00:00 Speaker A
The last story of the day, Anthropic. Yesterday or the day before, we were talking about Project Glasswing, and that’s where their Claude model is so powerful. Explore all existing code, including operating systems and large, world-class enterprise systems. We’re finding all kinds of bugs. So they didn’t publish the Claude myth. I don’t know if it’s pronounced mitos.
00:27 Speaker B
I think it’s Mithos.
00:27 Speaker A
Okay. They didn’t release it to the public. Because this bug was very good at finding these bugs. And you know, there’s a big black market for things like zero-day vulnerabilities. So tell me what are we learning here?
00:41 Speaker B
Yeah, I mean, this is kind of a scary survey of where we’re going with AI. And basically, as you said, this myth was able to catch a bug that was 26 years old.
00:58 Speaker A
Everyone was lonely, but now suddenly they
01:00 Speaker B
Software that has been around for 26 years.
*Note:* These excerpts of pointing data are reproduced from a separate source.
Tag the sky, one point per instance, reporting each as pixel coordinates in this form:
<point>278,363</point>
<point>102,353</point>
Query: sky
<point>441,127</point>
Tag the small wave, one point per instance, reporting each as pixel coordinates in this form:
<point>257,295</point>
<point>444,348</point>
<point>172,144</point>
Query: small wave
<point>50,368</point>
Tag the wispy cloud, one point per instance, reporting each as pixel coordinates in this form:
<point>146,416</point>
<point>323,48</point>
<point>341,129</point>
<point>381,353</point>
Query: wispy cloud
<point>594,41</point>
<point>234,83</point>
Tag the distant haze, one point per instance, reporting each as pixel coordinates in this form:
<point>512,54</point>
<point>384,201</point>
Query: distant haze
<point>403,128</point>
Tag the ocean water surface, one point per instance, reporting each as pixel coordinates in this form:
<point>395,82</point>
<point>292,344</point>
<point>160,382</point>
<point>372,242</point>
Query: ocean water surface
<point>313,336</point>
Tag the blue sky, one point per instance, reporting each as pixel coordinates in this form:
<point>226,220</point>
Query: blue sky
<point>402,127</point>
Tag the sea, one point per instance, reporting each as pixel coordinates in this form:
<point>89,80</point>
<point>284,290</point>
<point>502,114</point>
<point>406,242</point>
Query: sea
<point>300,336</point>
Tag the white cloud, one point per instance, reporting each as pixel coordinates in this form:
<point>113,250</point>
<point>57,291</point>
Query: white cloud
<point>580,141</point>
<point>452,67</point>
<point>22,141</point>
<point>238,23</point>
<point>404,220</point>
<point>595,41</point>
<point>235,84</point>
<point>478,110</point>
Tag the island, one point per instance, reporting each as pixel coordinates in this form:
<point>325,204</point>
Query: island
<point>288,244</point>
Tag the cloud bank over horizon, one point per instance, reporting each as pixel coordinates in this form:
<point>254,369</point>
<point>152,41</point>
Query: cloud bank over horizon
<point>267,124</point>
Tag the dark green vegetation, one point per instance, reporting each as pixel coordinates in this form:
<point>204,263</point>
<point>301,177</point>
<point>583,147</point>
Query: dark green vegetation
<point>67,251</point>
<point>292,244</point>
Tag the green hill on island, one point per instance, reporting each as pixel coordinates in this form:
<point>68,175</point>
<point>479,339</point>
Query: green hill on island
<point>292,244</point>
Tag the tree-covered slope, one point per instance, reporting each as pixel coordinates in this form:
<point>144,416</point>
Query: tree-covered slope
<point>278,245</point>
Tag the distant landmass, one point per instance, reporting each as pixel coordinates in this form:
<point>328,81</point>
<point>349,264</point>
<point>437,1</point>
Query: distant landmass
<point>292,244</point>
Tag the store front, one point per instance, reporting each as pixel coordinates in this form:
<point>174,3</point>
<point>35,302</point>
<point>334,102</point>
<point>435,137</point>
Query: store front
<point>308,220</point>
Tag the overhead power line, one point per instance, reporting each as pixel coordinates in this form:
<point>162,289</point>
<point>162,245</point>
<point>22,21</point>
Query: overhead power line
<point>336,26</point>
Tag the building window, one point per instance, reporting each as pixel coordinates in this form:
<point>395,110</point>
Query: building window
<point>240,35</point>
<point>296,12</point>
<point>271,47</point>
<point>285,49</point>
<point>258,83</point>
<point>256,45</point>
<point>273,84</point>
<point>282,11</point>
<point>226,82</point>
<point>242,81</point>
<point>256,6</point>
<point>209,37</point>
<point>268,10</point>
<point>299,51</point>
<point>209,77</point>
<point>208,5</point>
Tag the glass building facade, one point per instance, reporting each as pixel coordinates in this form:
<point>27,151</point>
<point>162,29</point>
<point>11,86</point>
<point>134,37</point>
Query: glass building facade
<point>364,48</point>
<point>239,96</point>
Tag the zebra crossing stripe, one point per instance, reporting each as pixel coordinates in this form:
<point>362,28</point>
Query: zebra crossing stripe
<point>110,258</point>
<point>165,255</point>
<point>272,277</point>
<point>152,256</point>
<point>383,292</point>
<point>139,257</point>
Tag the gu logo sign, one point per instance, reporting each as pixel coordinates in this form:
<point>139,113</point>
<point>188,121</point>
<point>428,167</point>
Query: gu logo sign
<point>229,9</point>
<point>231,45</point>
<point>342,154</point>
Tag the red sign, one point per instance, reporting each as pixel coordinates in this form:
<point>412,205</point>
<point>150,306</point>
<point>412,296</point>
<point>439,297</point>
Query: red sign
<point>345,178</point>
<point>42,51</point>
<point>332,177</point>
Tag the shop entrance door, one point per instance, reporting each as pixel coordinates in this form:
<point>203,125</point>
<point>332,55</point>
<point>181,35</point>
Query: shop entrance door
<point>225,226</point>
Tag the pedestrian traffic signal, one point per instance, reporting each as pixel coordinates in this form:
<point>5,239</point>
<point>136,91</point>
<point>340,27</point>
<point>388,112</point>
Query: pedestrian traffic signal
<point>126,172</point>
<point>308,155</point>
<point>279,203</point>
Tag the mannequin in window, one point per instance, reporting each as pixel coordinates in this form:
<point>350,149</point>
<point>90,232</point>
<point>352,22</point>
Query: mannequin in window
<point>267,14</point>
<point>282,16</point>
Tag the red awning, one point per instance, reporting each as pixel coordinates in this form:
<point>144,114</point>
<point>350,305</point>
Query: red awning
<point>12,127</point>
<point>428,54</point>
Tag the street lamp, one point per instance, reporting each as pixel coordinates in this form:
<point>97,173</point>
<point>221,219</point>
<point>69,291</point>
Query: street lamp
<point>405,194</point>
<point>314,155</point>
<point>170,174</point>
And we don’t just release software and say, “Oh, that’s it.” People are constantly trying to find bugs and patch them, and despite all of that over the years, this one was able to pass and say, “Oh, I found it.” And we were able to find other exploits across every operating system and every web browser out there. This was not trained for cyberattacks. This was a general purpose model.
01:29 Speaker A
It just appeared.
01:29 Speaker B
Yes, they just said, “No, that’s not good.” So they’re just releasing it to their partners and saying, “Here, you guys can use this to find bugs and fix them before other big models like this come out.” And while a stripped-down version may eventually come to market, I was talking to experts even before Mythos was announced, and their conclusion was that there are a number of problems that AI poses for cybersecurity. Mythos has the ability to simply scan for vulnerabilities and implement them much faster than hackers, as we’ve seen here.
02:08 Speaker B
On the other hand, everyone is moving so much faster, which means more vulnerabilities.
02:16 Speaker A
yes.
02:16 Speaker B
However, it’s not just ordinary people. Attackers are also moving much faster. Well, there was one project, uh, there was a project Light LLM. Oh, and it ended up being part of the supply chain attack against Melkor. The reason it was found was by security researchers, uh, when they accidentally downloaded this malware, their computer crashed, and they looked at it and said, oh, this is coded. So someone created a piece of malware that looked like this:
02:49 Speaker A
It was vibe coded and had additional errors inside. Okay, that’s great.
02:54 Speaker B
And that’s where they caught it. Yeah. And consider this, the malware already exists. that’s right. But now it’s like everyone’s drinking too much Red Bull or something, or too much Celsior. Brian Sozzi would be faster now and hit faster. So Anthropic, Open AI, Microsoft are big players in this space, of course, so it’s a question of whether those big companies, CrowdStrike, Palo Alto Network, can get past this and incorporate AI into their products as part of their defense mechanisms.
03:42 Speaker B
I don’t think this will ever be able to be outsourced to software. You also need stakeholders to be able to say, “Okay, we need to do this, we need to monitor this.”
03:51 Speaker A
And that’s already hurting Palo Alto stock and many other stocks in the cybersecurity space.